Gotschalk's third son William Edvard Gotschalk (1823–1862) was a medical doctor. He worked for Almindeligt Hospital in 1847–50 and as a ship's physician in Skibslæge 48–49. In 1850, he settled in Chile where he became city physician in Copiapó. On 4 June 1862, he was appointed Danish consul to Chile.

Gotschalk's eldest daughter Ida Frederikke was later married to the businessman and politician Christian August Broberg. The daughter Lucinde married Peter Christian Knudtzon (who owned the adjacent property Amaliegade 14 from 1858). The daughter Harriet Julie married the naval physician Christian Wilken Hornemann. The daughter Louise Augusta married Sigvard August Blom, a son of master builder Thomas Blom. The daughter Emmy married the businessman Alfred Hansen, owner of A. M. Hansen & Co. and Øregaard.
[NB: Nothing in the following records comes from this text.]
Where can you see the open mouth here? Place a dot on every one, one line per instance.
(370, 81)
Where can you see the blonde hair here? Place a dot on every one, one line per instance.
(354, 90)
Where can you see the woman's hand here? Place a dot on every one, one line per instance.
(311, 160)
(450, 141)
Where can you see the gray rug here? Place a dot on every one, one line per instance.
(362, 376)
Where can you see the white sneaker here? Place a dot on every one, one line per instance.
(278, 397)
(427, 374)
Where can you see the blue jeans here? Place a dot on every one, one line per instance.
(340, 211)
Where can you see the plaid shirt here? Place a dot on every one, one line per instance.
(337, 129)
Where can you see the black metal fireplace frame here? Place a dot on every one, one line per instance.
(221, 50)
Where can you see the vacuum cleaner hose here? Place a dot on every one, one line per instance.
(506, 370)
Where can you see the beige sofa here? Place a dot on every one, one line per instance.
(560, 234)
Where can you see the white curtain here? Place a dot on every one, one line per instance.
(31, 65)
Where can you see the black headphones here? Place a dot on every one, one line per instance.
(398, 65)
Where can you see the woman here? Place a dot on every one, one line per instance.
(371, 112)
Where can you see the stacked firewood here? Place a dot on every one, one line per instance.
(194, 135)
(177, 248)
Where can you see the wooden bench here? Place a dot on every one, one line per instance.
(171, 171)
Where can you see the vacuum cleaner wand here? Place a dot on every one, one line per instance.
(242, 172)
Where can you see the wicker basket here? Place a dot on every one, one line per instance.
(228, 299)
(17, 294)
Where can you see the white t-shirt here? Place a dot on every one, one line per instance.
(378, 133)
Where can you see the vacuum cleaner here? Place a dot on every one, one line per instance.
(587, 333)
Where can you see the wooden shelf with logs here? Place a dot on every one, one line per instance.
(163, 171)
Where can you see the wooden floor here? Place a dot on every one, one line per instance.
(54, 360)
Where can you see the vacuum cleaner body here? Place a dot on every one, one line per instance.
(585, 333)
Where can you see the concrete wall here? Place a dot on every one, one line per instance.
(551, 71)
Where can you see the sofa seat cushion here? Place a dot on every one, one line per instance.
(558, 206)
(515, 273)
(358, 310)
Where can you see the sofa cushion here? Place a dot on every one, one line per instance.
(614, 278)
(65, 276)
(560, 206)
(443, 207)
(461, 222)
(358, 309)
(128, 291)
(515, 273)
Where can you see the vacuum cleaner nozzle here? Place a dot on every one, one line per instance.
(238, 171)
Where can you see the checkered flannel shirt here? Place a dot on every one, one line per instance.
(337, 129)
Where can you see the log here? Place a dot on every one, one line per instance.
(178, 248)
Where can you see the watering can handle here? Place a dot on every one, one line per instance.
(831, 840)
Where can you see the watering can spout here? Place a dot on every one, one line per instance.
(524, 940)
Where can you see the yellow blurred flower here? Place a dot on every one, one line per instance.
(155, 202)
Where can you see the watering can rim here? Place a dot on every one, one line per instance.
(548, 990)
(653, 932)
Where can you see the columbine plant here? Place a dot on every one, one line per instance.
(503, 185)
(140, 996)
In his memoirs, Ungdonserindringer, published as part of the series Memoirer of Breve (1816), Gotschalk's grandson Frederik Gotschalk Knudtzon provides a description of Gotschalk, his home and other members of the family. Gotschalk and his home is also mentioned in the businessman Luis Bramsen's memoirs. Gotschalk's son Kjerulf and Bramsen were classmates at St. Petris Realskole from around 1825.